Records from the Andrew Bell Cobb Family and the Howell Family now open to researchers

Two collections of papers related to longtime Morris County families were recently processed are now open to researchers. The Andrew Bell Cobb Family Papers concern the business and social affairs of a well-known Morris County family. Andrew B. Cobb (1804-1873) was an iron manufacturer, farmer, politician, and judge who maintained the family’s substantial farm in Parsippany. The papers date from 1791-1961 and include personal correspondence and photographs from his family, as well as the diary of Lemuel Cobb (1762-1831) which details his purchase and operation of the Split Rock iron mine and forge, and his role as a slaveholder.

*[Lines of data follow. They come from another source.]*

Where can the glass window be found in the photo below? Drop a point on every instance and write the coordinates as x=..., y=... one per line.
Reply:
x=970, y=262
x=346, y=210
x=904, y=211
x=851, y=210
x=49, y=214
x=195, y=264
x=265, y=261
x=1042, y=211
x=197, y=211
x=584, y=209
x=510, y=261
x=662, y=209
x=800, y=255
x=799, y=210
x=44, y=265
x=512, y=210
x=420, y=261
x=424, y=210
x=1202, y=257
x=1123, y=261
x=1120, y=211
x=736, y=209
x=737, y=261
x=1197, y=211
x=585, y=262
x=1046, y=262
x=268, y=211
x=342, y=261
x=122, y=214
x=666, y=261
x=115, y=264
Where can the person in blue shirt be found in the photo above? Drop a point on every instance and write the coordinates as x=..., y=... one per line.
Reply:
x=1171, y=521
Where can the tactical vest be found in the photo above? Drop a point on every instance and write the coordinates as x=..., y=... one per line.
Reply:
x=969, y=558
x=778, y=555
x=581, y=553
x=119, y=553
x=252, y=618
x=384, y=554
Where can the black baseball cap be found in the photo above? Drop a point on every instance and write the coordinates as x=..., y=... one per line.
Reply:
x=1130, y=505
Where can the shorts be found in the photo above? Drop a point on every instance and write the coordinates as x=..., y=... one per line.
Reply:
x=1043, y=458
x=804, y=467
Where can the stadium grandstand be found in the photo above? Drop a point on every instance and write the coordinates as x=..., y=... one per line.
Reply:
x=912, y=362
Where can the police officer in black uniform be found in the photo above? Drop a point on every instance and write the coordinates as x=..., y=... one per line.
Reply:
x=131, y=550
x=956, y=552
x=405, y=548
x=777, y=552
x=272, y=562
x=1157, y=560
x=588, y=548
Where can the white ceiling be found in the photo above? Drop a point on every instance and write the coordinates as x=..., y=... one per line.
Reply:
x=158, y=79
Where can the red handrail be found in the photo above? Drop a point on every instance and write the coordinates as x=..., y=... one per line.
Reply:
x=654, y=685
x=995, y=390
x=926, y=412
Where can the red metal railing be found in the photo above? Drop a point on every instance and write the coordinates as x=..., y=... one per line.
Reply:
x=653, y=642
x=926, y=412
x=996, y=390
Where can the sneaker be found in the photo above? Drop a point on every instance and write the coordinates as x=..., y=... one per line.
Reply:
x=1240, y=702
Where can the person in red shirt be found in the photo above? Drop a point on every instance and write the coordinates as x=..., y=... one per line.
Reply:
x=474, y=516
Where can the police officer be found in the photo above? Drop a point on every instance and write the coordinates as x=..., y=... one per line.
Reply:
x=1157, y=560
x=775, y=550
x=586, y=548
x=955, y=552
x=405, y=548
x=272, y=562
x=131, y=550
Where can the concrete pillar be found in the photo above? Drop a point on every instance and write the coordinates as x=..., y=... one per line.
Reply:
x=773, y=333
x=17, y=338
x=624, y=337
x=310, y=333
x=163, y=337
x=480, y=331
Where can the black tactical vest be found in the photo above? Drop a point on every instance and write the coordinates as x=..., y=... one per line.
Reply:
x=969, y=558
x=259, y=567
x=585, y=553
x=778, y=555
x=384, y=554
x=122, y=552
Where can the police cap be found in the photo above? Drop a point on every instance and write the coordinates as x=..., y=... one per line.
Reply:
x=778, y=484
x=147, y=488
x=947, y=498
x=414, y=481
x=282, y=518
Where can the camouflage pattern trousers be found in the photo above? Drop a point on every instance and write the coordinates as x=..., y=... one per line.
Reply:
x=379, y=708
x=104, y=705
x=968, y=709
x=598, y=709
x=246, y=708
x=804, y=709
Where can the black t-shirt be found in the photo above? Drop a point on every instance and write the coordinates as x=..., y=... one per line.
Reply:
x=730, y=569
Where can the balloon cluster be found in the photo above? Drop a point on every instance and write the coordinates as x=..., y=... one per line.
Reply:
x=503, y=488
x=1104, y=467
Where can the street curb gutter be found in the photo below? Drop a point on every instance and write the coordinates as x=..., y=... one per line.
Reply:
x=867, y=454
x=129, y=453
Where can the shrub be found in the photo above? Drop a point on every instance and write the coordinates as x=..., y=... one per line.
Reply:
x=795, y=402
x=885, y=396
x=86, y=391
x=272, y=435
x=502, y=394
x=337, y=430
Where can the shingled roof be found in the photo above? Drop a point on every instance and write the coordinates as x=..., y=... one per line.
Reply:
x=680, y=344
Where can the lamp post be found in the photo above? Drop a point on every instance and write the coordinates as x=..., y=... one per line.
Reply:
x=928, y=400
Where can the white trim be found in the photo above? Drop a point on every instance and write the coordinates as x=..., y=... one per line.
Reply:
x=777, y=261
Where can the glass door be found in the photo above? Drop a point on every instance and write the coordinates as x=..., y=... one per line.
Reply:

Photograph of the Split Rock Mine in Rockaway from the Cobb Collection, ca.1890.
The Howell Family Papers, 1770-1948, document several members of the prominent Morris County family and their lives in Littleton Village (near modern-day Routes 10 and 202). Among the records are journals and correspondence that refer to life on the family farm, the Morristown Baptist Church, studying to become a teacher at the State Normal School in Trenton, discussions around slavery, and visits to the New Jersey State Lunatic Asylum. Finding aids to both collections are available on our website, and the papers are open to researchers in the History Center’s reading room.